She lived alone in a tiny little house out in the country. Late one night she made a frantic 911 call stating that someone had broken into her home. Both police and emergency medical services responded. She was transported by ambulance to the hospital where the EMTs relayed a disturbing story to the medical staff.
Her living conditions were horrific. The house was in complete disarray, was filthy, and reeked with the smell of feces and ammonia. She was a “collector” suffering from dementia. The toilet had stopped working long ago and an overflowing bucket was her answer to her plumbing problems. The EMTs also reported that 15 cats were living in these dreadful conditions with her.

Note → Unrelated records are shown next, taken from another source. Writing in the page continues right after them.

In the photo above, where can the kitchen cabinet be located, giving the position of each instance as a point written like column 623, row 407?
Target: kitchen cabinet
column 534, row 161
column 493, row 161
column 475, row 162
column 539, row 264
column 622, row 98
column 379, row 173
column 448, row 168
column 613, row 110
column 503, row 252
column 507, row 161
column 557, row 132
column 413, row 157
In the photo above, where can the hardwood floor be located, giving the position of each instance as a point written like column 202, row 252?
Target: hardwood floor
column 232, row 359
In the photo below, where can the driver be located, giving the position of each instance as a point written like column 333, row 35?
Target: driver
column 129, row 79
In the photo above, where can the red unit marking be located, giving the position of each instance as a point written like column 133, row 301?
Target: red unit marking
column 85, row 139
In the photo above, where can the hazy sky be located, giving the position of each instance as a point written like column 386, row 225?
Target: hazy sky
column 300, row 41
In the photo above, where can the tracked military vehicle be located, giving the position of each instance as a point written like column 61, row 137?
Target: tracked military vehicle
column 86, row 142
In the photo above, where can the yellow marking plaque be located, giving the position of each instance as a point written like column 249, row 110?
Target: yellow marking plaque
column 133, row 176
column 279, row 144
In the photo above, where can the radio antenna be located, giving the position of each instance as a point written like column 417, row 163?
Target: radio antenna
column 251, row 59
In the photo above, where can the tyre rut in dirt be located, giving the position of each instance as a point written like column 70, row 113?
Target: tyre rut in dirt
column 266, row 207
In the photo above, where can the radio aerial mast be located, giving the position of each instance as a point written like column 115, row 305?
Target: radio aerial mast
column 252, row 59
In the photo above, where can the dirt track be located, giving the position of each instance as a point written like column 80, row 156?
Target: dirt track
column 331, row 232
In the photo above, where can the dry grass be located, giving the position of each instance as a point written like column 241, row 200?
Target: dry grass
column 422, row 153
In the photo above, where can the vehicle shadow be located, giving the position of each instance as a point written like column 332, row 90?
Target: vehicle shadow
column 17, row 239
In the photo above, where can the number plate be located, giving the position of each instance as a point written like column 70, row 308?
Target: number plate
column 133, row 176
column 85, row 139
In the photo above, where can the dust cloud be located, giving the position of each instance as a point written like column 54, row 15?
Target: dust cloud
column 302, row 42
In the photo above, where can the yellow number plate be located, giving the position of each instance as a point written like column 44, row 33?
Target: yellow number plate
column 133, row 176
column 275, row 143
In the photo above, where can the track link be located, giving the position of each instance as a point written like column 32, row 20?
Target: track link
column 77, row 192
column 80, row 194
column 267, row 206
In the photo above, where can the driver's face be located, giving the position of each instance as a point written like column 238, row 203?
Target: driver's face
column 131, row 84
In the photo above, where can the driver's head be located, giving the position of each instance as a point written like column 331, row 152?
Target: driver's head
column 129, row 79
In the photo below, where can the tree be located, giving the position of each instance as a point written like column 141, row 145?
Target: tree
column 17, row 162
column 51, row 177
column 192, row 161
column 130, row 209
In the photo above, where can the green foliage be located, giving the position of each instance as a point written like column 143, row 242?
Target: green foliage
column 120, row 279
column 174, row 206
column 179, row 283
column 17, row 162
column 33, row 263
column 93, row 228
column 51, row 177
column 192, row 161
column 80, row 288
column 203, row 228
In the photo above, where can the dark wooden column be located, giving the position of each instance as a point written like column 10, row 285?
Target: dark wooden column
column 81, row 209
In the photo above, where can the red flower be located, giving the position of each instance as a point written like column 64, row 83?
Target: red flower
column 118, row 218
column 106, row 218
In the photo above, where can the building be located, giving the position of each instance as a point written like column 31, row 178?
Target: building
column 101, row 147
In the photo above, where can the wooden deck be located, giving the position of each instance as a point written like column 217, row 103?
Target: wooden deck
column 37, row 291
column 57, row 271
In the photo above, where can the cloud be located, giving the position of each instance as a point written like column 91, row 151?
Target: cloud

Fearing for the lives left behind, the nurse on duty made a concerned call to AniMeals a little after midnight. She knew this woman was not going to be going home again.
We were escorted onto the property by the local police who remained outside. Having already been in the house, the officer did not want to relive it. Hit in the face by the wall of stench, it took a mighty effort to walk through the front door. We should have been wearing Hazmat suits, booties and respirators. A male cat was mounting one of the females in the middle of the floor. There were fresh pools of diarrhea behind the wood stove. Dirty dishes and garbage covered every square inch of counter space. There were soiled clothes stacked to the ceiling and everything was covered in a thick layer of fecal dust.
If there was a silver lining anywhere, it was that only nine cats resided there and they were in remarkably good health considering their environment. It was obvious that she loved her cats as they were the only things that were taken care of. All were well fed and social.
People suffering from dementia experience a progressive decline in the ability to reason. Judgment, memory, concentration and coordination decreases; add to that the denial that seems to be a large part of the psychological makeup of a hoarder and you have the perfect storm creating situations such as these.
In the end “Virginia” was released from the hospital to the custody of her son and they moved out of state. All off the nine cats we rescued were adopted and living in their forever homes.